Maker van de steen is beeldhouwer Hans ’t Mannetje (1944) die zich specialiseert in het maken van gevelstenen.

Het verhaal van Elisabeth van Thüringen (1207-1231):
Zij was de dochter van de koning van Hongarije en getrouwd met Lodewijk van Thüringen waarmee ze 2 dochters en een zoon kreeg. Tijdens de hongersnood van 1226 helpt zij de armen, tegen de wens van haar man in. Zij gaat echter door met het bakken en uitdelen van broden. Op een dag komt ze haar man tegen en hij ziet dat ze haar schort gevuld heeft. Hij laat haar het schort openen, maar in plaats van broden liggen er rozen in.
Na het overlijden van haar man werd Elisabeth door haar zwager, die zij versmaadde, uit haar kasteel gezet. Zij ging zich volledig wijden aan de ziekenzorg.
Vier jaar na haar dood in 1231 werd ze, als één van de weinige gehuwde moeders, heilig verklaard.
De drie kronen uit het wapen van Thüringen, die hier zijn afgebeeld, staan symbool voor haar onbaatzuchtigheid als maagd, echtgenote en weduwe.

Het verhaal van Ursula:
Ursula kwam naar Keulen terug van een pelgrimage naar Rome. Keulen was echter belegerd door Hunnen. Alle alle bedevaartgangers, behalve Ursula, werden door de wrede Hunnen gedood. De aanvoerder van de Hunnen liet zijn oog vallen op Ursula en wil met haar trouwen. Zij weigerde en werd gedood.

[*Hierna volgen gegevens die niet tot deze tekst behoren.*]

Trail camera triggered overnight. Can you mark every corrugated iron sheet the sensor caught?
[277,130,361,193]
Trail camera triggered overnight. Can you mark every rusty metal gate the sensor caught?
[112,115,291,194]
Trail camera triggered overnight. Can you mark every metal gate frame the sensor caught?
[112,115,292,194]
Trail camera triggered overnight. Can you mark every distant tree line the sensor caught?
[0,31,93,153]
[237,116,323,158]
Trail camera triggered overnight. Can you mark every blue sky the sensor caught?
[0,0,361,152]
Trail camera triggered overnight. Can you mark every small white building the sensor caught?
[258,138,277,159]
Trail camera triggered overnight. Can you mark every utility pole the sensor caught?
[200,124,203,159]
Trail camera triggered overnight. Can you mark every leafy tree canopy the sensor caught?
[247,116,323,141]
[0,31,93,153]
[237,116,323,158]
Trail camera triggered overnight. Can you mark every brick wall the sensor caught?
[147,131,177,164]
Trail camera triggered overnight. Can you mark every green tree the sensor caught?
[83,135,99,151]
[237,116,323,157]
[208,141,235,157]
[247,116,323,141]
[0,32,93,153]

Het Sint Elisabethgasthuis werd gesticht in 1428 door Jan Dirc Coenenzoon en zijn vrouw Katrijn Willem Tedensdochter. Zij waren welgestelde Leidse burgers en kochten in 1428 een huis met erf en stichtten er een gasthuis "tot armer ellendiger sieker vrouwen personen behoef". Ze stelden het onder bescherming van de Heilige Elisabeth en gaven als startkapitaal 4 koeien en 100 Franse gouden kronen.

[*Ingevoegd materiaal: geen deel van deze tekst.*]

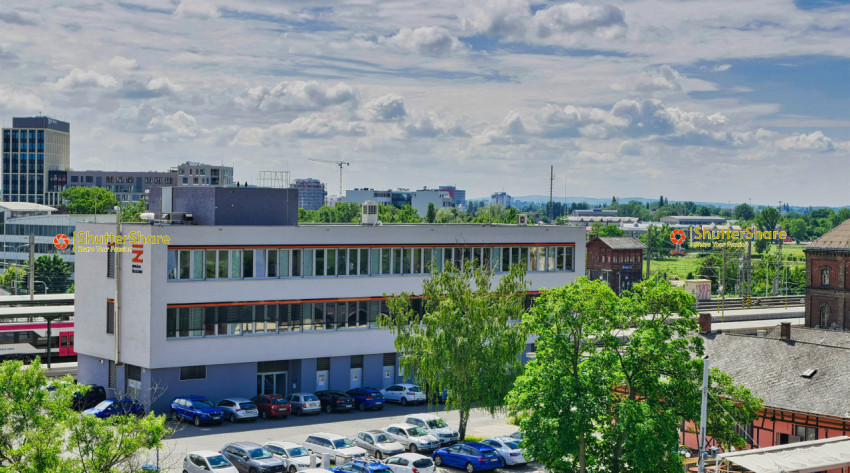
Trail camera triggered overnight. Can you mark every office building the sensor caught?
[0,116,71,205]
[75,188,585,412]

Het Gasthuis lag in de wijk 'de Camp', tussen de Oude Vest, Lange Mare en Stille Rijn. Dit was grondgebied van Oegstgeest. 'De Camp' was vanaf de tweede helft van de 14e eeuw steeds belangrijker geworden voor de stad Leiden en viel onder de parochie van de Onze Lieve Vrouwekerk.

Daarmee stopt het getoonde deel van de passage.